Job feedback (kind:7000) and Job Results (kind:6000-6999) events MAY include an amount tag, this can be interpreted as a suggestion to pay. Service Providers MUST use the payment-required feedback event to signal that a payment is required and no further actions will be performed until the payment is sent.

Customers can always either pay the included bolt11 invoice or zap the event requesting the payment and service providers should monitor for both if they choose to include a bolt11 invoice.

Notes about the protocol flow

The flow is deliberately ambiguous, allowing vast flexibility for the interaction between customers and service providers so that service providers can model their behavior based on their own decisions/perceptions of risk.

Some service providers might choose to submit a payment-required as the first reaction before sending a processing or before delivering results, some might choose to serve partial results for the job (e.g. a sample), send a payment-required to deliver the rest of the results, and some service providers might choose to assess likelihood of payment based on an npub's past behavior and thus serve the job results before requesting payment for the best possible UX.

It's not up to this NIP to define how individual vending machines should choose to run their business.

Cancellation

A job request might be cancelled by publishing a kind:5 delete request event tagging the job request event.

Appendix 1: Job chaining

A Customer MAY request multiple jobs to be processed as a chain, where the output of a job is the input of another job. (e.g. podcast transcription -> summarization of the transcription). This is done by specifying as input an event id of a different job with the job type.

Service Providers MAY begin processing a subsequent job the moment they see the prior job's result, but they will likely wait for a zap to be published first. This introduces a risk that Service Provider of job #1 might delay publishing the zap event in order to have an advantage. This risk is up to Service Providers to mitigate or to decide whether the service provider of job #1 tends to have good-enough results so as to not wait for an explicit zap to assume the job was accepted.

This gives a higher level of flexibility to service providers (which sophisticated service providers would take anyway).

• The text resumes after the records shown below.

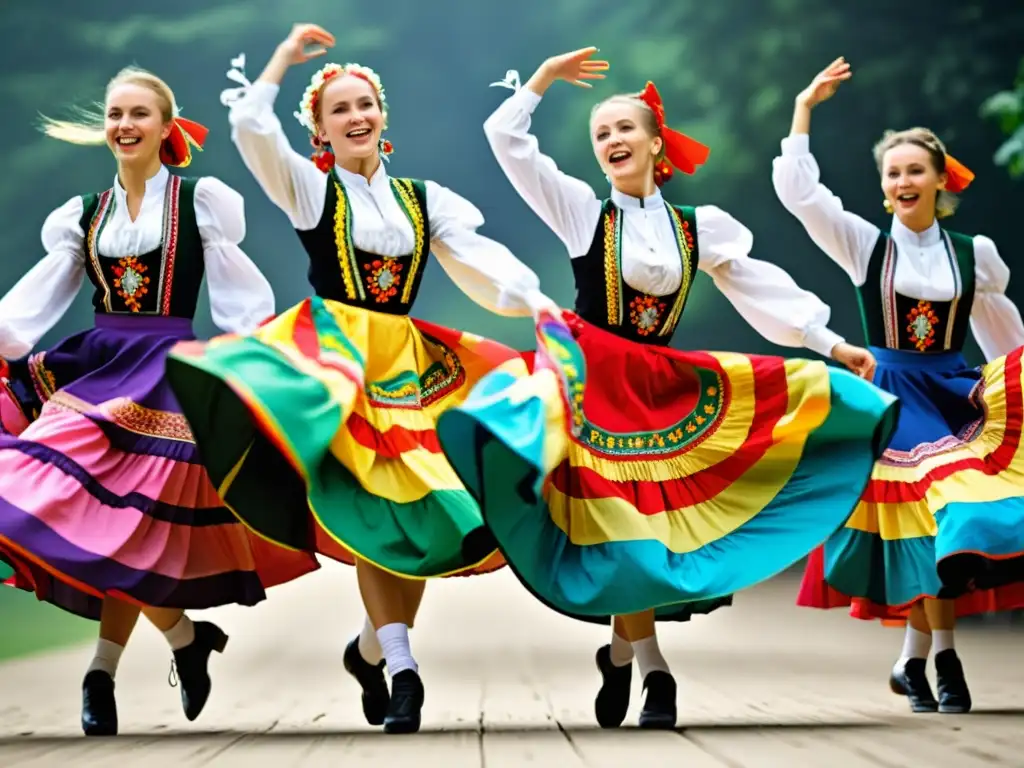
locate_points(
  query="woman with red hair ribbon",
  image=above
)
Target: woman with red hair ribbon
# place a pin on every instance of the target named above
(104, 508)
(628, 479)
(939, 531)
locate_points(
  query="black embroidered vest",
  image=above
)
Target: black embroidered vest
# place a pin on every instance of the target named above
(342, 272)
(164, 282)
(605, 300)
(906, 323)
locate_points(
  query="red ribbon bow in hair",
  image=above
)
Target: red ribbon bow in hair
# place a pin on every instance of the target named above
(681, 151)
(958, 176)
(176, 148)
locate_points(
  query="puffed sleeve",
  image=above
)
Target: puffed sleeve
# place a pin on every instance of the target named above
(568, 206)
(763, 293)
(483, 269)
(846, 238)
(240, 296)
(39, 300)
(995, 321)
(290, 179)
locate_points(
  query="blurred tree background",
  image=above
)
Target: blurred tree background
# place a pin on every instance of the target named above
(728, 72)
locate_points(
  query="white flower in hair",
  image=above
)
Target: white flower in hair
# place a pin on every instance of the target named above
(238, 75)
(307, 104)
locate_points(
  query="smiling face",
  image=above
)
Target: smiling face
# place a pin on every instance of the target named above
(626, 142)
(349, 118)
(911, 182)
(136, 122)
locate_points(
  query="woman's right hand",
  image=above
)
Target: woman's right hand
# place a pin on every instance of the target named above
(576, 67)
(825, 83)
(305, 41)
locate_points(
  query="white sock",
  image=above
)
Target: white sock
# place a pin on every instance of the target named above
(394, 644)
(107, 656)
(622, 650)
(369, 645)
(181, 634)
(943, 640)
(916, 644)
(649, 656)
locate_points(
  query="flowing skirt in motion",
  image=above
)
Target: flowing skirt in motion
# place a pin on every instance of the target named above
(101, 491)
(943, 515)
(318, 431)
(621, 477)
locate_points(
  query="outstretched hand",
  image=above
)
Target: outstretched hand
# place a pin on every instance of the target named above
(858, 359)
(305, 41)
(825, 83)
(576, 67)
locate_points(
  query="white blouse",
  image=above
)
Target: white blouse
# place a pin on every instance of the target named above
(763, 293)
(923, 269)
(485, 270)
(240, 296)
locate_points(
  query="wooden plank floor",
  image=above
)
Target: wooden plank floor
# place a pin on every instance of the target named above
(510, 683)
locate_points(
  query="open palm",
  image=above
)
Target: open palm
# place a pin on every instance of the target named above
(826, 82)
(577, 67)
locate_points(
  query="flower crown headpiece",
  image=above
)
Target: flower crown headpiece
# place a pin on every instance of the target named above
(323, 157)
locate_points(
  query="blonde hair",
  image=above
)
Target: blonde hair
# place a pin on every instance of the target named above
(88, 129)
(945, 202)
(648, 122)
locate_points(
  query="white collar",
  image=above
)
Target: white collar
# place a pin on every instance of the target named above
(930, 237)
(155, 185)
(628, 202)
(356, 179)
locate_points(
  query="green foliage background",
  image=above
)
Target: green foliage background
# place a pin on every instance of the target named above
(728, 72)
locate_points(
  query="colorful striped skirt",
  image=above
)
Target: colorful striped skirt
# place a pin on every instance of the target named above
(943, 515)
(101, 492)
(621, 477)
(318, 431)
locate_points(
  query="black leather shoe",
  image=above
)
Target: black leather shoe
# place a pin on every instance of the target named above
(613, 698)
(371, 679)
(659, 707)
(407, 700)
(954, 698)
(190, 664)
(912, 683)
(99, 709)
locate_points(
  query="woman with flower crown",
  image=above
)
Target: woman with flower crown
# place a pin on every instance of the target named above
(318, 428)
(939, 531)
(104, 508)
(625, 478)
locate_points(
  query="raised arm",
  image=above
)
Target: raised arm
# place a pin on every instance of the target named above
(995, 321)
(764, 294)
(241, 297)
(39, 300)
(292, 181)
(483, 269)
(568, 206)
(846, 238)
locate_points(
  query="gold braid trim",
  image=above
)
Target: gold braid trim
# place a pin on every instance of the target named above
(341, 241)
(611, 269)
(684, 286)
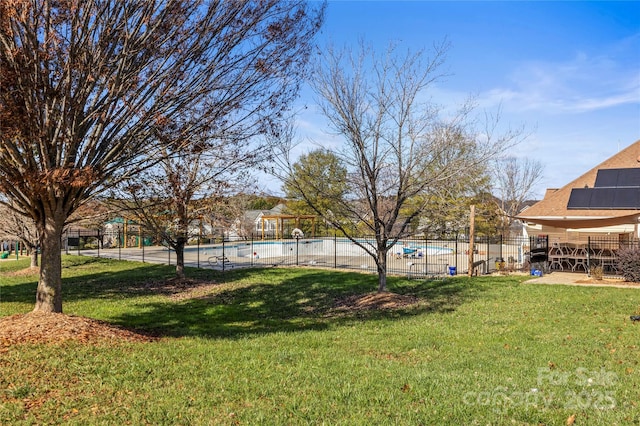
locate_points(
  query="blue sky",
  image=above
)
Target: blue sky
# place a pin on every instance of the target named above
(568, 71)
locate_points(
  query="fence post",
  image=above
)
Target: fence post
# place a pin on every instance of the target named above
(455, 260)
(426, 255)
(223, 256)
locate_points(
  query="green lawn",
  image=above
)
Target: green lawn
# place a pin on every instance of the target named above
(266, 346)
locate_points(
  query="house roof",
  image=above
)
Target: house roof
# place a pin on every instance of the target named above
(554, 209)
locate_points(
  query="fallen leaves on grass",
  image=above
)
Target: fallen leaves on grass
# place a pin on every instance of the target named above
(181, 288)
(44, 327)
(34, 270)
(375, 301)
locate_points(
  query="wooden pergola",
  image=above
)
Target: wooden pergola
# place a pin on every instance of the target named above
(280, 218)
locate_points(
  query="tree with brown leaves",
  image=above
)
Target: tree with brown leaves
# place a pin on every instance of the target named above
(84, 85)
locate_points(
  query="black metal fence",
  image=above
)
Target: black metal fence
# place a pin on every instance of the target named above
(415, 257)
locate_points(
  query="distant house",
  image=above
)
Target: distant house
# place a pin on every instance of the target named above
(253, 223)
(603, 201)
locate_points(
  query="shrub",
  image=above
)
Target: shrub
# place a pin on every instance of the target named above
(597, 272)
(629, 263)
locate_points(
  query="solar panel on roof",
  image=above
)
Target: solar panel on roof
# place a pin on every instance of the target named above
(604, 199)
(626, 198)
(616, 178)
(629, 178)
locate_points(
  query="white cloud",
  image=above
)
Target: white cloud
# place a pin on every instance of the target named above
(585, 83)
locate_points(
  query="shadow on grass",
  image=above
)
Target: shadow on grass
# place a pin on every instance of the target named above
(243, 301)
(85, 277)
(300, 300)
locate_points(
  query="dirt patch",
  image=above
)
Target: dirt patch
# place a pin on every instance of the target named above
(42, 327)
(375, 301)
(608, 281)
(181, 288)
(23, 272)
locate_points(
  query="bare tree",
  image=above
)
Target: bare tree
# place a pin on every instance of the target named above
(515, 183)
(83, 86)
(397, 149)
(171, 200)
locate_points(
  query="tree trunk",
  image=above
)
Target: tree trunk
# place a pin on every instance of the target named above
(33, 252)
(382, 271)
(49, 292)
(180, 243)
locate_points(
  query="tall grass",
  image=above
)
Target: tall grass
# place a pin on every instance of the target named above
(266, 346)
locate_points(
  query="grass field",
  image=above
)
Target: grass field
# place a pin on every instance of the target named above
(269, 346)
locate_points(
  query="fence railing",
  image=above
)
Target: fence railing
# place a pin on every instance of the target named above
(599, 252)
(417, 257)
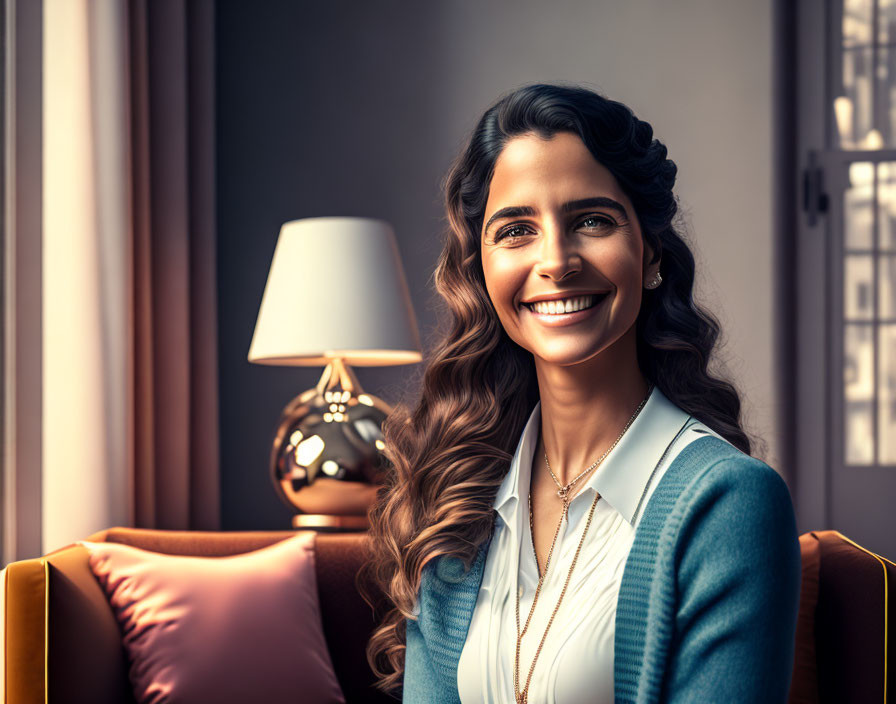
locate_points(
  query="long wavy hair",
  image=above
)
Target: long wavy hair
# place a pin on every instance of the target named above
(449, 454)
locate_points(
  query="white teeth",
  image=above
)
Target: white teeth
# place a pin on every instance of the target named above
(567, 305)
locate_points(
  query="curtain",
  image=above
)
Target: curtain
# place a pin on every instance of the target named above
(129, 333)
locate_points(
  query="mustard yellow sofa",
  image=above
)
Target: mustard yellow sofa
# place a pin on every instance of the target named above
(61, 642)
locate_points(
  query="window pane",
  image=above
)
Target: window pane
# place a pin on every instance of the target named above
(856, 123)
(886, 281)
(885, 121)
(886, 409)
(857, 287)
(857, 200)
(886, 18)
(856, 22)
(886, 205)
(858, 385)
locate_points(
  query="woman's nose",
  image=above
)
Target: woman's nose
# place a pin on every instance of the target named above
(558, 256)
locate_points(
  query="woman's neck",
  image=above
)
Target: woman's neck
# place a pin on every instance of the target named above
(585, 407)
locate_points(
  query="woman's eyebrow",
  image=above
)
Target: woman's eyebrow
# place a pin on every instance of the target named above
(516, 211)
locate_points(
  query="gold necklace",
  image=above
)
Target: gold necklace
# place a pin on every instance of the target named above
(522, 696)
(563, 491)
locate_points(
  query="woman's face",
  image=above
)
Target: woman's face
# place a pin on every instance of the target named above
(557, 222)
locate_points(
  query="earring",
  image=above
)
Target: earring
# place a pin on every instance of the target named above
(655, 281)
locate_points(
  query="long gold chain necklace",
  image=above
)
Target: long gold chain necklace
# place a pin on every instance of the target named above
(522, 696)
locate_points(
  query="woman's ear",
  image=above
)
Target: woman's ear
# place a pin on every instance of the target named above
(651, 262)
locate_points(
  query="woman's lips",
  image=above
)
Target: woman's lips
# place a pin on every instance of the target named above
(563, 319)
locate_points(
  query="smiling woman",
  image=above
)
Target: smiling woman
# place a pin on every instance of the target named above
(571, 513)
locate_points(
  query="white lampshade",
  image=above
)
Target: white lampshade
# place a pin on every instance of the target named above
(336, 289)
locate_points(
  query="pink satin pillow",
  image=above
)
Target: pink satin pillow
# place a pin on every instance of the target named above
(240, 629)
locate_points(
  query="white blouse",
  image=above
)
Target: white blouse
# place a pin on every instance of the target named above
(576, 662)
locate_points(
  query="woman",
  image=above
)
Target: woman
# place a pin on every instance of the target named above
(572, 514)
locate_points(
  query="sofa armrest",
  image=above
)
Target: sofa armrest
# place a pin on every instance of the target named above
(60, 639)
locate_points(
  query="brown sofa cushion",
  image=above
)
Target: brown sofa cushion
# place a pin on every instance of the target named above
(842, 653)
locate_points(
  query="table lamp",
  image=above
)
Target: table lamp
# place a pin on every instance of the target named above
(336, 295)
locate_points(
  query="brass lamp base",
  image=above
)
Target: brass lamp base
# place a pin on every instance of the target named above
(327, 459)
(318, 521)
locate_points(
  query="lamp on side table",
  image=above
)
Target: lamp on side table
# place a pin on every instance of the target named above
(336, 295)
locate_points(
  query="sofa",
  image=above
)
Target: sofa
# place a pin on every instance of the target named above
(53, 606)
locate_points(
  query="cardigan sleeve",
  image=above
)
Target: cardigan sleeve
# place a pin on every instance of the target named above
(420, 683)
(738, 583)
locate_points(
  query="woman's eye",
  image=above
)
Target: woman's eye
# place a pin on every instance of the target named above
(595, 221)
(512, 232)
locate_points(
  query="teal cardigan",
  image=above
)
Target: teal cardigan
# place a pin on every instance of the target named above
(707, 605)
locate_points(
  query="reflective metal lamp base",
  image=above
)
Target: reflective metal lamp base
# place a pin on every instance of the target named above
(327, 461)
(329, 523)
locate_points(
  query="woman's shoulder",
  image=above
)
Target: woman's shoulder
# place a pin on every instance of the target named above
(709, 468)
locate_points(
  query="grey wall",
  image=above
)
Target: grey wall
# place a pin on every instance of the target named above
(357, 109)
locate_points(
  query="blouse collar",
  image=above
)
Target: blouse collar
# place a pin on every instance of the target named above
(622, 477)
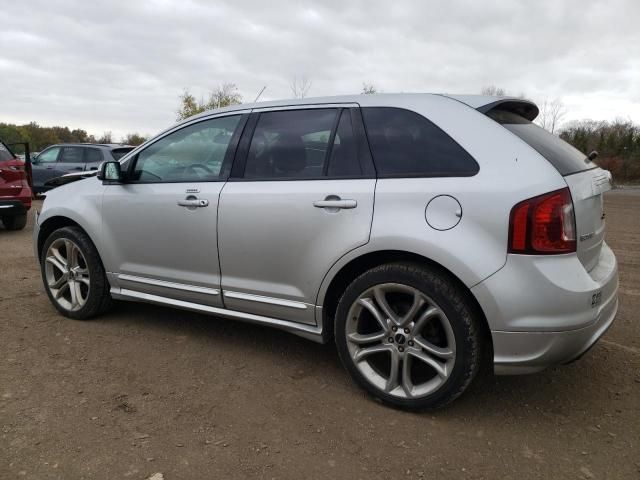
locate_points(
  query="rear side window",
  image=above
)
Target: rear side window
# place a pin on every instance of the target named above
(565, 158)
(5, 154)
(92, 155)
(290, 144)
(404, 143)
(118, 153)
(71, 155)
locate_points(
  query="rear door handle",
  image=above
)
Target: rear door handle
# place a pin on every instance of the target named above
(193, 203)
(335, 202)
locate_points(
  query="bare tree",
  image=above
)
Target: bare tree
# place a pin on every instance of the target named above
(493, 91)
(551, 114)
(300, 86)
(223, 96)
(368, 88)
(106, 137)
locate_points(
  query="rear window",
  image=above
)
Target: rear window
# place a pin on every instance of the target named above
(565, 158)
(5, 154)
(404, 143)
(118, 153)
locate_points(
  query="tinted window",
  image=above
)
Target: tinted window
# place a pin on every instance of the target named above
(344, 154)
(406, 143)
(71, 155)
(48, 156)
(194, 153)
(92, 155)
(5, 154)
(290, 144)
(565, 158)
(118, 153)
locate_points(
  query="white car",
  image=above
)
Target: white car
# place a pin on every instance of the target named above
(424, 234)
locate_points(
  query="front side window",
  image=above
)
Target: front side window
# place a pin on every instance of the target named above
(290, 144)
(192, 154)
(48, 156)
(404, 143)
(92, 155)
(71, 155)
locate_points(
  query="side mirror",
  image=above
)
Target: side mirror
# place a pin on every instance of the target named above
(110, 173)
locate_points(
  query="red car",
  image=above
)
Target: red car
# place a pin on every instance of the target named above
(15, 189)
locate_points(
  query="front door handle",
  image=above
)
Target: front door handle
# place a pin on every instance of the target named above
(193, 202)
(335, 202)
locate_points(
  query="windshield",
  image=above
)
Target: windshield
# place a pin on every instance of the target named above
(565, 158)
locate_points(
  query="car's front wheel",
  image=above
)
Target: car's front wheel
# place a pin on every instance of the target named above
(408, 335)
(73, 275)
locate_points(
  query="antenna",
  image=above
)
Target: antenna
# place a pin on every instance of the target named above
(259, 94)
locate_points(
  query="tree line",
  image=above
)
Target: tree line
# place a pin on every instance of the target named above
(40, 137)
(617, 142)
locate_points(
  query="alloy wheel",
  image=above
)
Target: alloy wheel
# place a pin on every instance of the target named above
(67, 274)
(400, 340)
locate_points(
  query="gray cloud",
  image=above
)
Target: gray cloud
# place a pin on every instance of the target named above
(121, 65)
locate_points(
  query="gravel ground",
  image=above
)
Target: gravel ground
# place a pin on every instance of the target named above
(146, 390)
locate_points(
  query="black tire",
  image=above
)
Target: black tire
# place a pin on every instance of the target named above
(15, 222)
(98, 297)
(452, 301)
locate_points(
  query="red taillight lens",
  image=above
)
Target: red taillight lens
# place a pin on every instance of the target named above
(543, 225)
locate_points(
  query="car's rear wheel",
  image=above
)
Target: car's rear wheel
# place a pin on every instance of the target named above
(15, 222)
(408, 335)
(73, 275)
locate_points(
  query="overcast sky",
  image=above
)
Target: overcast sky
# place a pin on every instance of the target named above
(120, 65)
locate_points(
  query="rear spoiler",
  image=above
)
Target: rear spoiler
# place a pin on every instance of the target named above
(486, 103)
(521, 107)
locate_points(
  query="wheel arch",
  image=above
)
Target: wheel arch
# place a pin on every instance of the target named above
(52, 224)
(358, 265)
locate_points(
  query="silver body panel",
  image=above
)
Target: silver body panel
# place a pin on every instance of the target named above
(262, 252)
(274, 242)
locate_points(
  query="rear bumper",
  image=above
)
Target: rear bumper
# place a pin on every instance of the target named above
(545, 311)
(13, 207)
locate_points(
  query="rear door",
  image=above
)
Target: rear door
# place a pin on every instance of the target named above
(71, 159)
(300, 197)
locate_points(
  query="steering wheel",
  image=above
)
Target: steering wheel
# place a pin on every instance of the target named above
(195, 166)
(146, 172)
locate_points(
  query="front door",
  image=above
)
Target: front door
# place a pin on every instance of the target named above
(303, 199)
(160, 226)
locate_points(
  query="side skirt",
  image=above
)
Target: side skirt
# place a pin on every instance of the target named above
(306, 331)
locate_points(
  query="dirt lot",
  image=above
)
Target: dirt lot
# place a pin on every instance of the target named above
(146, 389)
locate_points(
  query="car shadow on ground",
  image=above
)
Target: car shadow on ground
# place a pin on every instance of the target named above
(560, 390)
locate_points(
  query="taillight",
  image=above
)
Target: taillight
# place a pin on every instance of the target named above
(543, 225)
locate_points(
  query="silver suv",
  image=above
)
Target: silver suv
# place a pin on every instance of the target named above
(424, 234)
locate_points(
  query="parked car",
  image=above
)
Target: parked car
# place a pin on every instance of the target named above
(15, 192)
(424, 234)
(57, 160)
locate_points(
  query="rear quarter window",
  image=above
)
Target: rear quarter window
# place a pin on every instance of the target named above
(404, 143)
(565, 158)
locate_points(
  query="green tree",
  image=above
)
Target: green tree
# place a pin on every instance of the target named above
(222, 96)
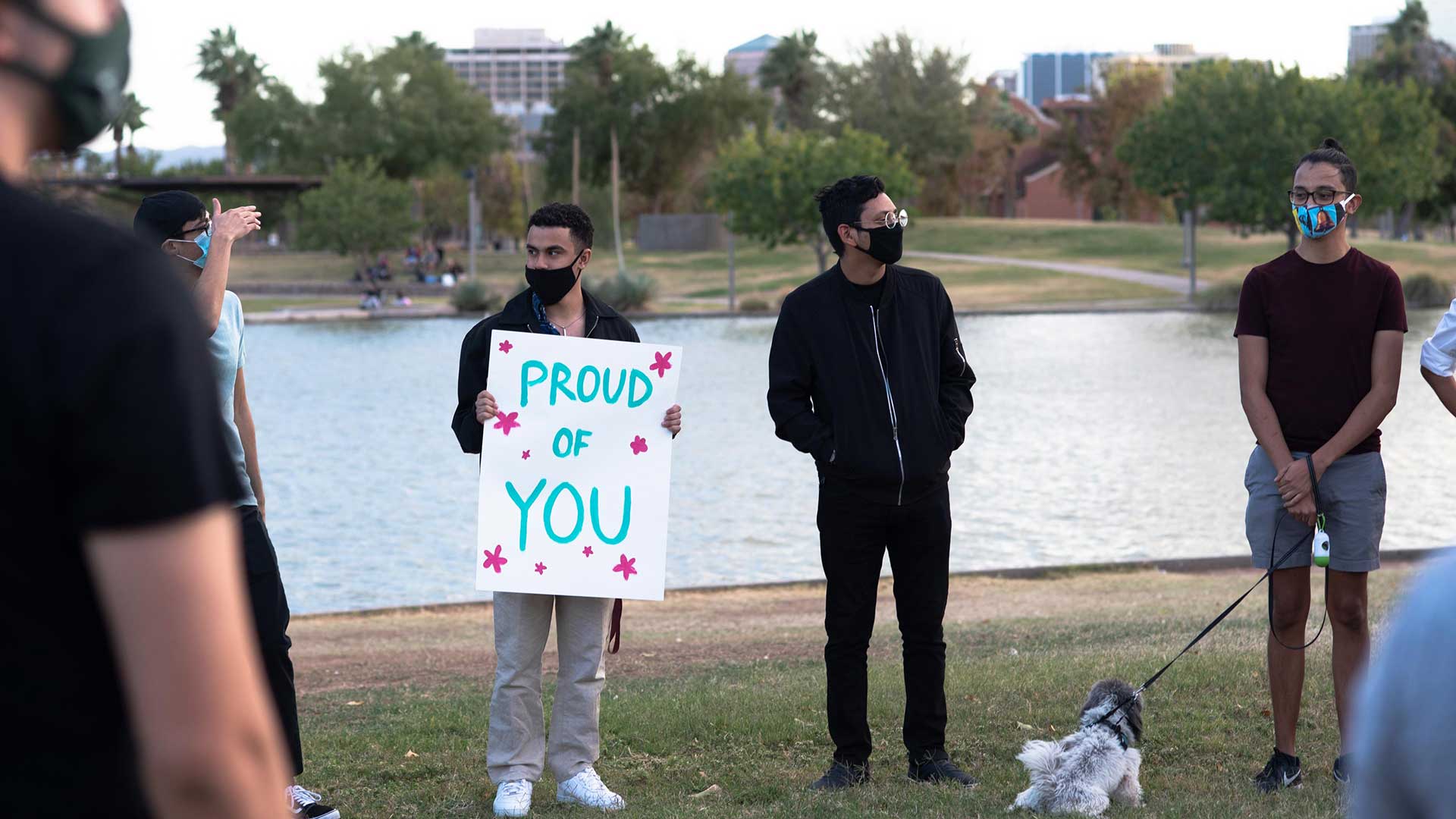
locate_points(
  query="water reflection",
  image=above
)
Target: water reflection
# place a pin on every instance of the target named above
(1095, 438)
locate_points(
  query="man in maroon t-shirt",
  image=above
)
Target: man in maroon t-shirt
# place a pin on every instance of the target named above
(1320, 360)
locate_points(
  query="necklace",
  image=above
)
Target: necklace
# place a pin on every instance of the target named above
(565, 327)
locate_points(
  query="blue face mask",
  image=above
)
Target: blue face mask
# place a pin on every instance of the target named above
(1320, 221)
(204, 241)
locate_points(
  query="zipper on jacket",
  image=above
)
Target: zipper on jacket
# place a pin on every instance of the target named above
(890, 400)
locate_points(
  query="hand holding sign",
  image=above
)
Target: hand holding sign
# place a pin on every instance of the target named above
(576, 463)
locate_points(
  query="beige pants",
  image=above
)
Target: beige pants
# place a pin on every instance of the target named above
(516, 746)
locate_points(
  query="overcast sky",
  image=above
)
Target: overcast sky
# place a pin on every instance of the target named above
(293, 36)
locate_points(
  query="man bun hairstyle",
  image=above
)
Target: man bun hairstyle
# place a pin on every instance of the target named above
(568, 216)
(842, 202)
(1331, 152)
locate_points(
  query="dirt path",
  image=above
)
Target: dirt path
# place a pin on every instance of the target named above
(1172, 283)
(693, 630)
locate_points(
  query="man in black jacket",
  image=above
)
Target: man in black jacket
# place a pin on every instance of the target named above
(558, 248)
(867, 375)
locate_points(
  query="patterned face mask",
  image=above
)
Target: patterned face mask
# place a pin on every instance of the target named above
(1318, 221)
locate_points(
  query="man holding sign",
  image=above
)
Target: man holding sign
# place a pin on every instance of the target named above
(573, 499)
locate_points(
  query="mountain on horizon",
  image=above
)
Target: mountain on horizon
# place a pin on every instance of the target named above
(188, 153)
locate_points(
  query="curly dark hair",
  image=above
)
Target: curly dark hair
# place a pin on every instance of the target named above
(842, 202)
(1331, 152)
(568, 216)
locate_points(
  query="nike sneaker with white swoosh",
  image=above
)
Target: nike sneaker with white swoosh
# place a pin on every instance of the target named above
(1282, 773)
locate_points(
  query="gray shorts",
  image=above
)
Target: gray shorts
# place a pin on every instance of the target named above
(1353, 497)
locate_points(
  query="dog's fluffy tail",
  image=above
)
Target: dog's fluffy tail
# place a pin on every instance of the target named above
(1040, 758)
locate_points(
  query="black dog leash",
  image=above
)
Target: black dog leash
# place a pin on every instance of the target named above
(1313, 488)
(1313, 485)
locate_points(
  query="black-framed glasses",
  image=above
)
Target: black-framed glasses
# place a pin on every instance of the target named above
(887, 221)
(206, 228)
(1321, 196)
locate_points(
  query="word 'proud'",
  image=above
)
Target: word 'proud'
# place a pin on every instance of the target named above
(590, 384)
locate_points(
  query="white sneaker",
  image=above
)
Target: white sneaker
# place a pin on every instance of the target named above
(305, 803)
(585, 789)
(513, 798)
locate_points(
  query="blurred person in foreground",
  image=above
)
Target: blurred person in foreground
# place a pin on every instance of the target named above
(1407, 713)
(131, 676)
(200, 246)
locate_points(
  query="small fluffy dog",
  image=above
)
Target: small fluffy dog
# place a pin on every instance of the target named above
(1085, 771)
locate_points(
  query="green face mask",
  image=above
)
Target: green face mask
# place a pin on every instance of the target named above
(88, 93)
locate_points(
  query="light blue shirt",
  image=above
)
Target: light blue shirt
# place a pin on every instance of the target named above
(1405, 711)
(1439, 352)
(226, 347)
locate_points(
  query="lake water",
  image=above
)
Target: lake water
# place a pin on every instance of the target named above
(1095, 438)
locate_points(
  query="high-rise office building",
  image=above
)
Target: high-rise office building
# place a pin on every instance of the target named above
(1050, 76)
(1006, 80)
(1168, 57)
(1365, 41)
(517, 69)
(747, 58)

Appendix 2: Service provider discoverability

Service Providers MAY use NIP-89 announcements to advertise their support for job kinds:

{
    "kind": 31990,
    "pubkey": "<pubkey>",
    "content": "{
        \"name\": \"Translating DVM\",
        \"about\": \"I'm a DVM specialized in translating Bitcoin content.\"
    }",
    "tags": [
        [ "k", 5005 ], // e.g. translation
        [ "t", "bitcoin" ] // e.g. optionally advertises it specializes in bitcoin audio transcription that won't confuse "Drivechains" with "Ridechains"
    ]
}

Customers can use NIP-89 to see what service providers their follows use.